I have two grids - one is uniform and another is not. I am trying to efficiently compute the intersection between the two grids, all the intersection between every pair of cells in the uniform grid and non-uniform grid.

My current implementation iterates over the cells in the uniform grid, and computes the intersection with all of the cells in the non uniform grid that can possibly intersect. As this is a part of a larger code, I cannot paste it all here, so I wrote exactly what each variable means.

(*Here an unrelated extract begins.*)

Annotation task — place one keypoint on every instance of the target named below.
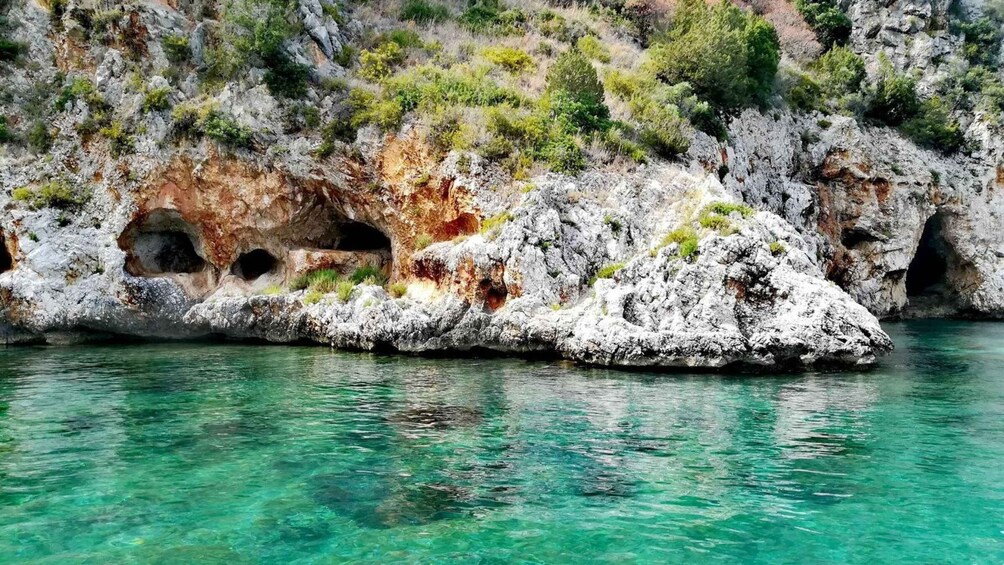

#computes the volume of intersection between a cube with
#edge coordinates a = [x_min, x_max, y_min, y_max, z_min,z_max]
#and a list of cubes, b[i,] = [x_(i,min), x_(i,max), y_(i,min), y_(i,max), z_(i,min),z_(i,max)]
#where i< n_non_uniform. Returns a (n_non_uniform,) sized array.
#non positive numbers indicate disjoint cubes.
def intersect_3d_multi(a,b):
    side_one = np.maximum(np.minimum(a[1],b[:,1])-np.maximum(a[0],b[:,0]),0)
    side_two = np.maximum(np.minimum(a[3],b[:,3])-np.maximum(a[2],b[:,2]),0)
    side_three = np.maximum(np.minimum(a[5],b[:,5])-np.maximum(a[4],b[:,4]),0)
    
    return side_one*side_two*side_three

#ngrid - number of cells along one dimension
#grid_rects - a (ngrid**3,6) array, containing the (x,y,z) coordinates of two opposing edges 
#of cells in the uniform grid
#r - a (n_non_uniform,6) array, containing the (x,y,z) coordinates of two opposing edges
#of cells in the non uniform grid, which contains n_non_uniform cells

num_of_intersects = np.zeros((ngrid,ngrid,ngrid))
for n in range(ngrid**3):
        grid_i = n % ngrid
        grid_j = (n // ngrid) % ngrid
        grid_k = n // (ngrid**2)
        
        grid_cell_intersect = intersect_3d_multi(grid_rects[n,:],r)
        num_of_intersects[grid_i,grid_j,grid_k] = (grid_cell_intersect > 0).sum() #for each cell 
        #in the uniform grid, count how many cells of the non uniform grid intersect it

This runs fine and does the job, the problem is that I want to have a 200x200x200 uniform grid, and the non uniform grid can contain up to 2 million cells, so I am looking for a more efficient way of doing that, that will not take ages to run.